“There’s no other way in God’s world to find out who are in the plot,” Grey returned, grimly.

“I don’t quite see—” O’Hara began, but the American interrupted him.

“I haven’t mastered all the details myself,” he said, “but that’s the kernel of the nut we’re cracking. Perhaps von Einhard can aid us. He must know the conspirators, and he can give us the names of the men into whose hands we are supposed to play. I have a suspicion that the Budavian Minister here in Paris is one of the lot. But it won’t do to take that for granted. Otherwise I’d see him before leaving.”

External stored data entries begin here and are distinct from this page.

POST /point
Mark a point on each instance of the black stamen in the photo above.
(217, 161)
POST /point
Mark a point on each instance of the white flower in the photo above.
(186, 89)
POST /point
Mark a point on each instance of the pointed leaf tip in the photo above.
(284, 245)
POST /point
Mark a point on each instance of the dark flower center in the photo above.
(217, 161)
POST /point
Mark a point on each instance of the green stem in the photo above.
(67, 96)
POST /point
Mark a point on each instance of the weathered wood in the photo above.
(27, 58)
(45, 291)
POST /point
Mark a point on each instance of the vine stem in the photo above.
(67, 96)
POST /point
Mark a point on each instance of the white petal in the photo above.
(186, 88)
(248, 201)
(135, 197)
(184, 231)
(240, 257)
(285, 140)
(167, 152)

“I have been thinking over the idea of consulting the Baron,” O’Hara ventured, after a pause. “Suppose he won’t believe you?”

“Oh, but he will,” the other insisted; “I’ll make it quite clear to him that I am an American and that I’m a victim and not an aspirant for kingly honours, except in so far as goes to set matters right and bring the guilty to justice.”

“It’s a risk that you take there, lad,” the Irishman argued; “the more I think of it the bigger it looks. He’s just as likely to fancy it’s only a game of yours to throw him off the scent and secure your own ends. I don’t believe Lindenwald exaggerated his shrewdness. I’ve heard of him myself.”

Grey rose, leaned over the table and took a cigarette from a tray.

“Come,” he said, as he struck a match, “we’re liable to find him about this time.”

During the past twenty-four hours he had experienced a gradual reawakening of faculties that had previously lain dull or dormant. His five months of lost memory had had an after-effect in what he could only describe as a mental thickness. His thoughts had run slowly and sluggishly; he had lacked keenness of perception and the ability to draw deductions; he had been all the while conscious of a timidity, an indecision, a hesitation, a tendency to rely upon others, against which he strove with but little effect. His actions were dictated by outside suggestion rather than by his own judgment. And with this, too, was a contrasting dignity of demeanour unnatural to him, and all the more annoying in that it was, he knew, superficial and at discord with his temperament.

The clearing of his brain, the reassertion of his naturally alert mentality, the recovery of his self-reliance, were now becoming evident; but that unwonted, and to him unwelcome, exaggeration of dignity in his carriage and demeanour gave no sign of deserting him.